In China, Professors Don’t Have Freedom to Travel Abroad

March 3, 2016 Updated: March 4, 2016

Professors at universities are used to traveling freely around the world to deliver their research findings or collaborate on projects. But Chinese academicians seem to barely have access to their passports.

A professor at the Southwest University For Nationalities in China’s western province of Sichuan recently posted on the Chinese messaging service WeChat a picture of a Chinese passport and the words, “I’ve surrendered my passport to the school administration; I reckon that future travel abroad will be problematic.” In the post’s comments section, the professor added that other schools in the province would soon start confiscating passports from their academic staff.
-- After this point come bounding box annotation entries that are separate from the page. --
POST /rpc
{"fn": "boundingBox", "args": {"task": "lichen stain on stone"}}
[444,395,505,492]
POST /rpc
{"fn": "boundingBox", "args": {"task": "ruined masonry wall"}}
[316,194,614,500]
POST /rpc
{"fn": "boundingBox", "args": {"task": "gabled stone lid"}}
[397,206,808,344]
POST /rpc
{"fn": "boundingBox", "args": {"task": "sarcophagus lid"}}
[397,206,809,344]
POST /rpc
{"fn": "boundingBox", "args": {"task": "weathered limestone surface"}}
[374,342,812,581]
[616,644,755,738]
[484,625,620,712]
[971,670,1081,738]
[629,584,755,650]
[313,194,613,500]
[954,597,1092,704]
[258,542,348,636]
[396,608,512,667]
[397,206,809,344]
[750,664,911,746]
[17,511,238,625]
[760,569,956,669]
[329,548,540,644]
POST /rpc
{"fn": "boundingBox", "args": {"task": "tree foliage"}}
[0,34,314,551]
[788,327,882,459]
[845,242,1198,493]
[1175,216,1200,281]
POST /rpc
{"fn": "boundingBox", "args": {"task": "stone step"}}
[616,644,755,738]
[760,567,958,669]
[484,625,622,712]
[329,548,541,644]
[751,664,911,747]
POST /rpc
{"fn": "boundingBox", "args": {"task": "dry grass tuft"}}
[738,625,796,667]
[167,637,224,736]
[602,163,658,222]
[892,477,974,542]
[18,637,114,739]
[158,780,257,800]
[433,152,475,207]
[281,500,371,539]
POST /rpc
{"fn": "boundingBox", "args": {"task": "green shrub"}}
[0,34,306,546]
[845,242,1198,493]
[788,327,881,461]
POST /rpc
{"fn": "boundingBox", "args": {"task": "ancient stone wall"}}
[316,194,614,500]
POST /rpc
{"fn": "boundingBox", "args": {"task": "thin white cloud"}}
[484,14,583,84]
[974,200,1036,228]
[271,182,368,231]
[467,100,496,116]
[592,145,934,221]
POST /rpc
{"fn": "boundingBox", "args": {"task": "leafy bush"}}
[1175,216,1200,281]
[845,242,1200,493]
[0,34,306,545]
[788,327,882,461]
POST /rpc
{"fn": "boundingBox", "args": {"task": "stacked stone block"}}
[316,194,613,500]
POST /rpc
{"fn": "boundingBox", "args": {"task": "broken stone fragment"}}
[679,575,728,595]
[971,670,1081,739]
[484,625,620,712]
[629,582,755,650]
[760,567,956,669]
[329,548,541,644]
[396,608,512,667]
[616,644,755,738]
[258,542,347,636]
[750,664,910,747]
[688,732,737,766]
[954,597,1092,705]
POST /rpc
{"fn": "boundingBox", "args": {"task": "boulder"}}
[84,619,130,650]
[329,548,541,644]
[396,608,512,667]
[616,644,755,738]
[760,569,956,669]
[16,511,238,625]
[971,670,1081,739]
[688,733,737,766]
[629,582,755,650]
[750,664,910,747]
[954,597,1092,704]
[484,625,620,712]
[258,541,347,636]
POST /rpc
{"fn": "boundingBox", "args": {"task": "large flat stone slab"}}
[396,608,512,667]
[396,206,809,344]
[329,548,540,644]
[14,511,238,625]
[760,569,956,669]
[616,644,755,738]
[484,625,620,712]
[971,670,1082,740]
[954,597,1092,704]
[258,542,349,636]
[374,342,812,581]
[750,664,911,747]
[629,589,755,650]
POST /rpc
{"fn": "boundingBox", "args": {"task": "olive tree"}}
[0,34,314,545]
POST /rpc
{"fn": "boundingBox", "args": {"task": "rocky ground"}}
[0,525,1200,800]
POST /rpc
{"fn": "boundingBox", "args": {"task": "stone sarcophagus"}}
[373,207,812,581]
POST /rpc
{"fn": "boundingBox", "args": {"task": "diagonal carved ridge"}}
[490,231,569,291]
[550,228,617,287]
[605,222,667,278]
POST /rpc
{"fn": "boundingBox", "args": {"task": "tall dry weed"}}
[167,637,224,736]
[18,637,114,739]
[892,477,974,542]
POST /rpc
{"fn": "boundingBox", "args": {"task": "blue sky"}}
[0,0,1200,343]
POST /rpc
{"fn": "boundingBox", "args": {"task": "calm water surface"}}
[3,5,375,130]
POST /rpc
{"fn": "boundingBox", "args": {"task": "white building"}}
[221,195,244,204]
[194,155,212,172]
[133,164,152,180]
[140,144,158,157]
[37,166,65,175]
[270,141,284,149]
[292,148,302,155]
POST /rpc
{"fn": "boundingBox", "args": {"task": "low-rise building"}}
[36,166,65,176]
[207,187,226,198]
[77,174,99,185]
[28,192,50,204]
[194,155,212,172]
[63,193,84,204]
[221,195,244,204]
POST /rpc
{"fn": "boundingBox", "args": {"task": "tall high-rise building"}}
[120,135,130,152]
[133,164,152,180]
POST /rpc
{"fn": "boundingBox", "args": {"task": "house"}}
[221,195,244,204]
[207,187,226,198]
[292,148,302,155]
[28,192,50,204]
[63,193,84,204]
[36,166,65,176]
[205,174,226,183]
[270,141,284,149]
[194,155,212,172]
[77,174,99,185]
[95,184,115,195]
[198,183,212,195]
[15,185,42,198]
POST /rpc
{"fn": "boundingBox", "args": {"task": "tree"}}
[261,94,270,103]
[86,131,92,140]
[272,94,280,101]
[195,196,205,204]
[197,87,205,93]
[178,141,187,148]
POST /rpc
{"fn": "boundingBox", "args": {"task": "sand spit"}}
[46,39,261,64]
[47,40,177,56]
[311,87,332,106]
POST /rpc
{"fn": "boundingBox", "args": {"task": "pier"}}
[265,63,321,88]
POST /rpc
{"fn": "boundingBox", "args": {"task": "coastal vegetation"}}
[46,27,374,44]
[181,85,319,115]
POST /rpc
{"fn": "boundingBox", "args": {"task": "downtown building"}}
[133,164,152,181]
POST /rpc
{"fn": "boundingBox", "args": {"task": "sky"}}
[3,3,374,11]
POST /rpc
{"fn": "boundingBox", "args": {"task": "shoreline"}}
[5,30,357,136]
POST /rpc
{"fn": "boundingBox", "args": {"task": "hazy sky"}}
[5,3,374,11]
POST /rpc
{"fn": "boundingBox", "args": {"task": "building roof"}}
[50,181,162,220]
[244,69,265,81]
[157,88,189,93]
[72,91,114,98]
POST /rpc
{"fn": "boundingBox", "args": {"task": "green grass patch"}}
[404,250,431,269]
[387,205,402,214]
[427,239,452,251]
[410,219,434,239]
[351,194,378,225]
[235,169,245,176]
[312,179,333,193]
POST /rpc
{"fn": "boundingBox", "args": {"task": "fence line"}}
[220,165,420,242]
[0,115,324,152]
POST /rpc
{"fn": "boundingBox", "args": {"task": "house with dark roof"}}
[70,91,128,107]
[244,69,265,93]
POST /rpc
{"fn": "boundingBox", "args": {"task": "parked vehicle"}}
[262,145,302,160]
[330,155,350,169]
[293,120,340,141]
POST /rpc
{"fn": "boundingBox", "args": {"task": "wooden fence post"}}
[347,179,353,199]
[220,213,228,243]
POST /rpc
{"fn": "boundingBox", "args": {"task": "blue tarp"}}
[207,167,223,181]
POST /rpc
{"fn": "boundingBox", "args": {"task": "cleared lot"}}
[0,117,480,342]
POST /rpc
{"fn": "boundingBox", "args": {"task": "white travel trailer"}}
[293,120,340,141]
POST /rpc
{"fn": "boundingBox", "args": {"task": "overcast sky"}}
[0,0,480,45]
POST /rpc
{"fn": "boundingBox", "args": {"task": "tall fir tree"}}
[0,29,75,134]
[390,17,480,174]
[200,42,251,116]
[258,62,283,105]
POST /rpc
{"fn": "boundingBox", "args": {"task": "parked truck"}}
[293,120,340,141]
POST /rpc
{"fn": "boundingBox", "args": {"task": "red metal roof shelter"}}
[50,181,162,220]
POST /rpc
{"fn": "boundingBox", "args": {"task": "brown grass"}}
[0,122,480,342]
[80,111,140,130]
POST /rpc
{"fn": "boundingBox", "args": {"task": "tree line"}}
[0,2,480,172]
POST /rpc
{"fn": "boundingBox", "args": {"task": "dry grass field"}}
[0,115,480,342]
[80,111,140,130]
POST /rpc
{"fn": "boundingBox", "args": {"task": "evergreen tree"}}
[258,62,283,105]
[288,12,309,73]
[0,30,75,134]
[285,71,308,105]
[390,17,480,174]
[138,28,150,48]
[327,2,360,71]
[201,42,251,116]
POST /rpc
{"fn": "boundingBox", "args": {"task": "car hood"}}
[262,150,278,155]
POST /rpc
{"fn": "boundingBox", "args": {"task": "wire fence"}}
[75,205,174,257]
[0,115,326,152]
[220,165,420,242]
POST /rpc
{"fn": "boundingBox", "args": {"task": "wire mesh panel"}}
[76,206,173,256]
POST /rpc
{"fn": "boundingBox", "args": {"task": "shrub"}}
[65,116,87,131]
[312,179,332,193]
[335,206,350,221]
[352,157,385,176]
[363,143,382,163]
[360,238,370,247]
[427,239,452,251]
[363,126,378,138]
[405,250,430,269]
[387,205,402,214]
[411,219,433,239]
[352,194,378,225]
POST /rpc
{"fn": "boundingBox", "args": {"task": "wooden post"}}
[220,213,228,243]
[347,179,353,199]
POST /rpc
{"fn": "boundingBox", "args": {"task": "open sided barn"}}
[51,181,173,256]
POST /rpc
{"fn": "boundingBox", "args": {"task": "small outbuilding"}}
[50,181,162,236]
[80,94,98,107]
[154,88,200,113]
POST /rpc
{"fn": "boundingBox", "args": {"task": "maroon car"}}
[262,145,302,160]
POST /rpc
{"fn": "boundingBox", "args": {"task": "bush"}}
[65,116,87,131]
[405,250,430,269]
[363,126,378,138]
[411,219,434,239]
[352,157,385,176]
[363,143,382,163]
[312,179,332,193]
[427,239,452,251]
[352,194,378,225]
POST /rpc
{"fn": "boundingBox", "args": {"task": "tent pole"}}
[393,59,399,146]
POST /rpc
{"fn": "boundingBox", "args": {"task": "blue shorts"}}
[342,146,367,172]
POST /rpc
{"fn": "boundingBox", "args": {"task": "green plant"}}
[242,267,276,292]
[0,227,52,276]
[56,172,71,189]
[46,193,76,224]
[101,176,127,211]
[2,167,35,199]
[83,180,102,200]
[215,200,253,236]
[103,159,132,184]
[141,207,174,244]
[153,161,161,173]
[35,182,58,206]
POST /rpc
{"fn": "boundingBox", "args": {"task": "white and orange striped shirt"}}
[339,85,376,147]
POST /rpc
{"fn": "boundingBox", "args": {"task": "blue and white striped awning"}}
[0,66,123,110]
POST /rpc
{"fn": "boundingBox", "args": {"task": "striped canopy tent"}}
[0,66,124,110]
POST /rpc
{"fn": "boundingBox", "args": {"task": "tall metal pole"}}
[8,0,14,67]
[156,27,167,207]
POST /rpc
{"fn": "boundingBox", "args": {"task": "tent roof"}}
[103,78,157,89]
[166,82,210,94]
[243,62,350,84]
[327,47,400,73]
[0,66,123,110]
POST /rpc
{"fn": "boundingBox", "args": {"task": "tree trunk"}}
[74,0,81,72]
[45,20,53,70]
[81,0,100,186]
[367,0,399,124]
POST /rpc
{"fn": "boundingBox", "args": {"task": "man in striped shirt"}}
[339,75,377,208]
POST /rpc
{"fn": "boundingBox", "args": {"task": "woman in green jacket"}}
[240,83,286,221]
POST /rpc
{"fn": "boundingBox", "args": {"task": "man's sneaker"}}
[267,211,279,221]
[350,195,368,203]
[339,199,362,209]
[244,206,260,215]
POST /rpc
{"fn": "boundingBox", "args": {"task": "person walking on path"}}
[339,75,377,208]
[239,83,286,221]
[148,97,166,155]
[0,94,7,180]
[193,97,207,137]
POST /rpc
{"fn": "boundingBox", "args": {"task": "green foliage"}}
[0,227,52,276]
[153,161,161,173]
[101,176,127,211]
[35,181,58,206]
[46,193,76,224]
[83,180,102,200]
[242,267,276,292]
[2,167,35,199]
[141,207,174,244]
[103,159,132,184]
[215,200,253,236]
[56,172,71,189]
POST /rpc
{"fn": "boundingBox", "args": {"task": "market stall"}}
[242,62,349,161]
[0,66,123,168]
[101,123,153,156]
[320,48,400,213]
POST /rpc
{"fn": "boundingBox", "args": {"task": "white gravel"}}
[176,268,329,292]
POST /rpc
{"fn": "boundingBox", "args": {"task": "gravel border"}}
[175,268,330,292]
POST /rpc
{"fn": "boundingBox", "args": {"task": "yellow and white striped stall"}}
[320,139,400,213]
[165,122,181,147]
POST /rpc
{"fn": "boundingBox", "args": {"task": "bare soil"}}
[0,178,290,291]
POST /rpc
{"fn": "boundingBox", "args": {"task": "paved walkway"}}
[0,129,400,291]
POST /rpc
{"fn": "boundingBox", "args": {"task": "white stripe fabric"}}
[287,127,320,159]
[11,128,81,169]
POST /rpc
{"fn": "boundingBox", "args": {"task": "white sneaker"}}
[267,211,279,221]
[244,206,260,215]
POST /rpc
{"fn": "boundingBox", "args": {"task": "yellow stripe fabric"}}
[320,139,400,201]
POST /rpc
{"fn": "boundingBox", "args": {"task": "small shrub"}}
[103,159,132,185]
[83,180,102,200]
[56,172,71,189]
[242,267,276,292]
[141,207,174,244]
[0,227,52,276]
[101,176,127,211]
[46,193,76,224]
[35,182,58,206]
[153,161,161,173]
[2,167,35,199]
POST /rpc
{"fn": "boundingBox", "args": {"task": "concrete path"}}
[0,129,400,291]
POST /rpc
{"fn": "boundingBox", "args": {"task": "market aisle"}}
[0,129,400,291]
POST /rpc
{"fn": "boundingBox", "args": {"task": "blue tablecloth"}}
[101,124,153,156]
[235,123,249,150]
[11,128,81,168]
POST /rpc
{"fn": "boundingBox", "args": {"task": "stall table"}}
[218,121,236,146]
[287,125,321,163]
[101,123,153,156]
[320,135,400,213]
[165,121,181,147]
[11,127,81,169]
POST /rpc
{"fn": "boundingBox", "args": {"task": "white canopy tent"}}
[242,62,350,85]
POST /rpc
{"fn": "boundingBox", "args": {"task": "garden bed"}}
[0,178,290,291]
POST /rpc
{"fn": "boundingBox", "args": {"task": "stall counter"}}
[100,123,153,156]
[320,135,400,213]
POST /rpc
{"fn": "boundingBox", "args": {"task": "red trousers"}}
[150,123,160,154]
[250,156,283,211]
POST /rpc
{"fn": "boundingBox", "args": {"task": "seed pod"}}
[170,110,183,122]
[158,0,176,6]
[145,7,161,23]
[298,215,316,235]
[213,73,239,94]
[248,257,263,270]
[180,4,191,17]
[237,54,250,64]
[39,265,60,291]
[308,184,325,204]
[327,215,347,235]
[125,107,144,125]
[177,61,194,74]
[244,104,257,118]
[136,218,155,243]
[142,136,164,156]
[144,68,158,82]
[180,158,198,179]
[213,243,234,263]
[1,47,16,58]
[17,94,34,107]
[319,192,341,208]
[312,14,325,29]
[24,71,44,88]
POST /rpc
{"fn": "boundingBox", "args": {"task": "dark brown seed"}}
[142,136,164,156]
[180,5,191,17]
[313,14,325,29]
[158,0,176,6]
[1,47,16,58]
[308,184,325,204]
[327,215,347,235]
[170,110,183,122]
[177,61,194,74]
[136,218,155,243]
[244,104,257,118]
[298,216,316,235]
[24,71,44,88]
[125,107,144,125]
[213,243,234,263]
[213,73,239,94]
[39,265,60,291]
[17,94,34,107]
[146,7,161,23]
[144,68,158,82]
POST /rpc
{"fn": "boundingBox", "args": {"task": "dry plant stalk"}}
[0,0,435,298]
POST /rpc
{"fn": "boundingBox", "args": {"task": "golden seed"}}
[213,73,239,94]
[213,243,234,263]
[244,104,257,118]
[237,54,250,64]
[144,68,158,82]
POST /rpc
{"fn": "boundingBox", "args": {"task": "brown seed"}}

Mrs. Yang, a staff working at Southwest University For Nationalities, confirmed to Radio Free Asia (RFA) in a telephone interview that the college was indeed requiring its professors to surrender their passports,

The Chinese regime “is afraid that scholars will make careless remarks or make remarks that conflict with those of Chinese leaders,” said Sun Wenguang, a retired professor from Shandong University, in an interview with RFA.

Professor Sun hasn’t seen his own passport for 11 years. “I’m not even allowed to go to Taiwan or Hong Kong … I think that the Chinese regime is afraid of scholars,” he said.

Academics in Beijing are also kept on a tight leash. A professor in Beijing, speaking to RFA on condition of anonymity, said that all colleges in the capital had last year started to keep the passports of professors and certain administrative staff under lock and key. Those who wish to travel overseas are required to sign a declaration agreeing not to say anything that might “damage the interests and reputation of the country while not revealing any Party or country secrets,” and to “turn in their passports or entry permits to Hong Kong and Macau within 7 days of returning.”

Before academics, Chinese officials were the ones having their travel documents confiscated. As early as 2008, the Chinese regime had seized the passports of so-called “naked officials,” or Party cadres who moved their families and assets overseas. This measure was implemented to prevent them from defecting to avoid being investigated for corruption.